Durante una missione esplorativa, Adam e la sua compagnia vengono decimati da mostri erranti nelle oscure profondità della terra. Trafitto e sanguinante, sfugge alla morte per un soffio e scova inconsapevolmente un segreto nascosto per secoli. La scoperta lo catapulta in un complotto ordito dal Culto per occultare una verità capace di sconvolgere l’intero tessuto sociale. Tradito, isolato, accusato di crimini infamanti, Adam deve lottare per difendersi dai nemici che vogliono metterlo a tacere. Lo scontro lo spinge oltre ogni limite e costringe lui e i suoi cari a mettere a repentaglio la vita stessa. Soccomberà al soverchiante potere del Culto o saprà sopravvivere per vedere il sorgere di una nuova epoca?
Il fantasy non è il genere che preferisco ma mi piace il modo di scrivere di Lorenzo Bosisio, semplice e pulito, e per quello ho letto questo libro.
Guardando la quarta di copertina mi chiedo, però, per quale motivo si parli esclusivamente di Adam, il protagonista maschile della storia, e non venga nemmeno citata per sbaglio la donna che accompagna il lettore per tutta la narrazione. Eppure si tratta di un personaggio che ricopre un ruolo fondamentale e la sua storia non è interessante solo perché si intreccia con quella di Adam. Si tratta di Zula, un’affiliata del Culto in odore di carriera. Ed è proprio tramite la sua storia che vengono messe in evidenza tutte le contraddizioni, le menzogne, le nefandezze che si celano dietro le apparenze.

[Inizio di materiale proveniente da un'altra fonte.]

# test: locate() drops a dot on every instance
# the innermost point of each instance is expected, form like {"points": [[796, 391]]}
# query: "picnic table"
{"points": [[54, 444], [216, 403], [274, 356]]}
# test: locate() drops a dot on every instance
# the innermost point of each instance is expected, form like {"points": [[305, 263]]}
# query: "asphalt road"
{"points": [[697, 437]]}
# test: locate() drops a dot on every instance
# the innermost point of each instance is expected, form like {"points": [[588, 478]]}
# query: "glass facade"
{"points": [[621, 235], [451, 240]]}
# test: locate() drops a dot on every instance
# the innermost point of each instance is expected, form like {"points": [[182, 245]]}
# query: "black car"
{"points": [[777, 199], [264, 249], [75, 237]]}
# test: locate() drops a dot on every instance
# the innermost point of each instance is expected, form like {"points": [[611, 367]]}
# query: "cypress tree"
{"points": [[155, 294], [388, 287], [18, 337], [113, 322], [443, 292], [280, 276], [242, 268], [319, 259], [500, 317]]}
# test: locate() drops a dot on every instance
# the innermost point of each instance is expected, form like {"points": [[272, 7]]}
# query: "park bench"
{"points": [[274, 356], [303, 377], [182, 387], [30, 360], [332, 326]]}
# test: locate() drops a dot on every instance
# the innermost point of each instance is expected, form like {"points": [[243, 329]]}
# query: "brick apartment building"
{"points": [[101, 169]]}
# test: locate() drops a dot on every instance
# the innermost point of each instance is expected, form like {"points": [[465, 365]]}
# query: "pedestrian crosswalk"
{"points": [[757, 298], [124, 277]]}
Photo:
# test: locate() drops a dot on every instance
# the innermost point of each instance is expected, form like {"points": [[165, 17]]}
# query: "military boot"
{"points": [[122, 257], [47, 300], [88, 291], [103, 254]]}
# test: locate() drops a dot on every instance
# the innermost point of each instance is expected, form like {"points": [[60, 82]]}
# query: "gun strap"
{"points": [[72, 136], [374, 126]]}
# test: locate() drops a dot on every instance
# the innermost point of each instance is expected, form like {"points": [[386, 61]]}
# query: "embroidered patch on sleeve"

Non so se l’intenzione dell’autore fosse quella di riferirsi alle organizzazioni religiose che esercitano anche una qualche forma di potere temporale o a tutti i sistemi di potere civili e religiosi. Personalmente ho trovato molte analogie anche con la nostra classe politica degli ultimi trent’anni. Ovvero da che ho iniziato a prestarci attenzione. Per esempio la frase:
“La scrittura era una conoscenza riservata solo al Culto e agli scribi, non al popolo.”
mi ha richiamato alla mente tutte le riforme che negli ultimi decenni hanno scardinato il sistema istruzione italiano con il risultato di avere molti ragazzi che non conoscono i capoluoghi di regione o faticano a usare i congiuntivi o a comprendere le domande che vengono loro poste in forma scritta o orale.
Il segreto che Adam sembra aver scoperto, invece, mi fa pensare ai tanti non detti della politica, ai tanti dossier secretati su fatti spaventosi che hanno riguardato il nostro Paese ma che il “potere” ritiene che la gente non debba conoscere. Forse perché venirne a conoscenza potrebbe modificare in modo importante il giudizio e, di conseguenza, il voto. 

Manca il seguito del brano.